Here’s the thing about the form of art that includes painting, drawing and sculpting (the ways we traditionally think about art): if you think you’re not that kind of artist, or that you’re bad at it, or you’re afraid to put your paints on the paper because you won’t have a good idea, or know how to do it, or God forbid, someone sees it and thinks it’s poor, how will you ever know if it’s something you’ll enjoy? You must do it, explore it, learn about it, and practice.
Like all other forms of art, and craft, no matter what that craft is, there are skills to master, techniques to practice, and tools to explore and learn. My beautiful artist friend Jeanette MacDonald nudged me one day after I asked her for the 100th time to make me a painting; “Why don’t you take this online art class…it’s really great,” she hinted. And I did. And I was instantly hooked into the belief that maybe I could make art.
I’ve actually come full circle with much of the art I’m drawn to now, with thoughts like, I could probably do that if I learned how. To step into curiosity and courage as a replacement for doubt and fear – well that’s a miracle. And all it really was was a willingness to learn, an openness to the possibilities and taking an action toward that. Along with a gentle nudge from a friend who already knew what was inside of me.

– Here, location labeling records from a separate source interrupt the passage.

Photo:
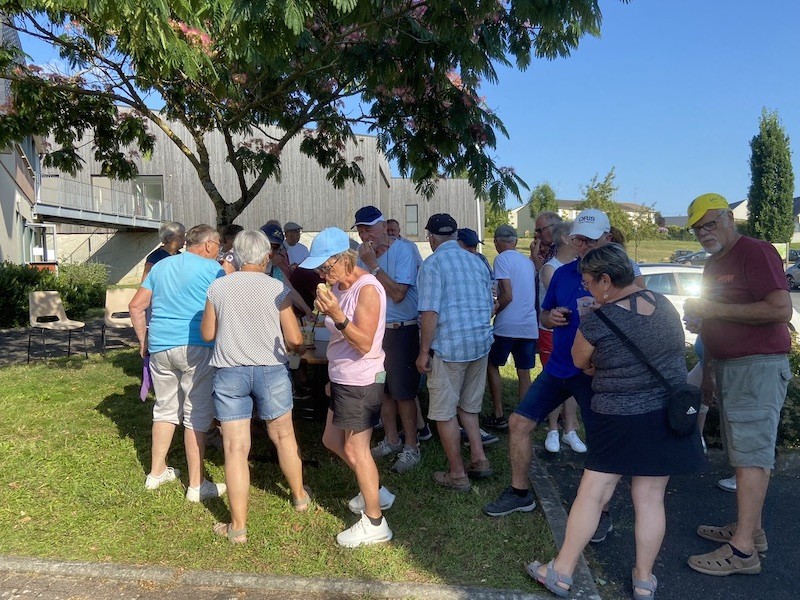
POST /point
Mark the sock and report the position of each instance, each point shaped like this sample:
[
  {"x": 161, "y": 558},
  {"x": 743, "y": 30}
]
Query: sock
[{"x": 739, "y": 553}]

So that month I signed up for an art class and voila, I had created my very first piece of “real” art. She’s a great little mermaid, isn’t she? She became the cover art of my very first art journal.

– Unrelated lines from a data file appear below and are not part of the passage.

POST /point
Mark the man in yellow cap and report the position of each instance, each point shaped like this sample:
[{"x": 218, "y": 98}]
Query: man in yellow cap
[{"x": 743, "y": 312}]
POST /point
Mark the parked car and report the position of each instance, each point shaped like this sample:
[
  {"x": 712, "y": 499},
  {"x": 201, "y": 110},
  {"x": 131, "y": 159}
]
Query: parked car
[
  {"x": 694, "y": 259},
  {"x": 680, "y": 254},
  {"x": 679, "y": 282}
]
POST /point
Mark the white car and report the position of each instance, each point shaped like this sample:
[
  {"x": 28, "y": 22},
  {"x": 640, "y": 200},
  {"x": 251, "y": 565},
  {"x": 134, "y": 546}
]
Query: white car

This creation came from a beginning of “I’m not an artist,” and evolved into, “Wow, I think I’m an artist,” and then finally, “I’m definitely an artist!” Along with that Aha was an intense desire to practice, to learn and to evolve with it, which I’ve been doing ever since, no matter what other people think about my stuff.
This, my friends, is pure freedom, no matter what it is you want to do in your life; to do it with desire, curiosity, and a willingness to learn. You are whoever you think you can be. The first step is understanding that you were born an artist; and it’s up to you to decide how you want to express that beautiful soul.